Author Michael Wolff has coyly insinuated U.S. Ambassador to the United Nations Nikki Haley is having an extramarital affair with President Trump. The claim is flimsy and sexist. As my colleague T. Becket Adams pointed out, his claim got maximal attention because of the undue credibility given to him by the many media actors who were so desperate for dirt on Trump they boosted the credibility of Wolff's book far beyond what it deserved.
But the relative silence of the women's movement is also not fitting.
New York Times writer Bari Weiss invited readers to participate in something of a thought exercise this week, imagine the roles were reversed and Wolff had spread such a rumor about Samantha Power during the Obama administration. "Do I have to tell you what the reaction to this rumor-mongering would be?" she wrote.
Nobody should have to sketch that out, because the answer is abundantly clear — fire and fury from the feminist Left, some of the same people who promoted Fire and Fury: Inside the Trump White House.
Writing in the Times, Weiss continued to explain how the story illustrates "a broader lesson" regarding what is, perhaps, a complaint at the very heart of mounting conservative frustration with progressives and their allies in the media.
There’s a broader lesson here.
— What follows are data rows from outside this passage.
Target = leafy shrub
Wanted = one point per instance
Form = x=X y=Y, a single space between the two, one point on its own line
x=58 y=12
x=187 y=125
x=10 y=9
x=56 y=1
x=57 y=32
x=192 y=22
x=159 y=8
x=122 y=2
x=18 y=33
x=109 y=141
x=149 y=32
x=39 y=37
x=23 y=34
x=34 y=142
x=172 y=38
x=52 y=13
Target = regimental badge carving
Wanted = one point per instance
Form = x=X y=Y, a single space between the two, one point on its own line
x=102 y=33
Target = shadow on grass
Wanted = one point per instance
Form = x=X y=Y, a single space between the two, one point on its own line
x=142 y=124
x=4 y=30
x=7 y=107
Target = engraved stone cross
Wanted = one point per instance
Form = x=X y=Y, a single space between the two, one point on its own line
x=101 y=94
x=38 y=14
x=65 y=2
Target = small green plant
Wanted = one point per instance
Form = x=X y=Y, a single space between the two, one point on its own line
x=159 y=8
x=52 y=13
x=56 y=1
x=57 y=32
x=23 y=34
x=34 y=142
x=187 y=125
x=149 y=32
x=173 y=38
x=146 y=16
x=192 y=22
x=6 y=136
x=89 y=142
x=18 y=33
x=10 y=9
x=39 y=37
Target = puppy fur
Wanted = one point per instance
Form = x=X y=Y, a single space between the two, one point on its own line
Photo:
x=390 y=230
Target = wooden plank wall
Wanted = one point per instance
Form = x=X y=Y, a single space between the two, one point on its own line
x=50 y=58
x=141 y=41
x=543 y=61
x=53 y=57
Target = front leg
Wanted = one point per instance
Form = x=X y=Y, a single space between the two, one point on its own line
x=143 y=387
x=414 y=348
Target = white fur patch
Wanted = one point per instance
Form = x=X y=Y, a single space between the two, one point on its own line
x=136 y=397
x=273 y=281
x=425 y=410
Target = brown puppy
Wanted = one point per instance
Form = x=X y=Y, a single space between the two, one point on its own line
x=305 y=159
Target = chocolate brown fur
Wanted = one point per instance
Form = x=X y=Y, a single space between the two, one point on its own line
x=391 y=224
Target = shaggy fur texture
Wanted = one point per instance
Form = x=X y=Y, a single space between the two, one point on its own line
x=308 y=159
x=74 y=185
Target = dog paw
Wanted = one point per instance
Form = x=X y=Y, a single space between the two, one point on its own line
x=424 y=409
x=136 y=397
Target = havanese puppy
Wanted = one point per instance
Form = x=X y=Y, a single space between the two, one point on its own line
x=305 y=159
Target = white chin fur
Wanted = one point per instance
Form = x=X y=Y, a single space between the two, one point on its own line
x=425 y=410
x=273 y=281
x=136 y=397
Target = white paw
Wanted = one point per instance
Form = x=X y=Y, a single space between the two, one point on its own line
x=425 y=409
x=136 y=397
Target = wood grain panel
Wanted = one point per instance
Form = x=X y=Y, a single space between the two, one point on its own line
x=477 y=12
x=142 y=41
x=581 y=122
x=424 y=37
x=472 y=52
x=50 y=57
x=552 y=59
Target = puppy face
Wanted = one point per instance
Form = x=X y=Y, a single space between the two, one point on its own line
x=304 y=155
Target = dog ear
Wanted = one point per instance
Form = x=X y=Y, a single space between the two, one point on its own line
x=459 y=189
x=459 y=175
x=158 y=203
For years, the fundamental complaint of the right in the culture wars has been that the left is hypocritical, and the Nikki Haley episode perfectly confirms the point: A prominent Republican woman is smeared. The author who does the smearing is celebrated by all the A-listers, including the most prominent Democratic woman in the country, who herself has a history of giving a pass (or worse) to men accused of sexual assault and harassment. And yet the arbiters of American culture cheer the Democrat and, in the words of the actor Don Cheadle, tell the Republican who has the gall to defend herself: “Sit down, girl. You’re drunk.”
These patterns of hypocrisy are maddeningly inane, but persist because those with the platforms and the will to check them exist mostly in conservative media.
Feminists, people who insistently traffic in vapid sloganeering like "Yes all women," justify both their passivity and outright aggression towards conservative women by arguing their politics exempt them from the benefits of equal treatment. To justify her attacks on White House press secretary Sarah Sanders, for instance, Chelsea Handler tweeted, "When someone lies to the American public every single day, i rule out the normal rules of not making fun of someone’s appearance. Sarah Huckabee is pure evil."
The inconsistency is glaring.
Haley's case study is, indeed, an instructive glimpse at why conservatives harbor such intense frustration and distrust towards liberal elites.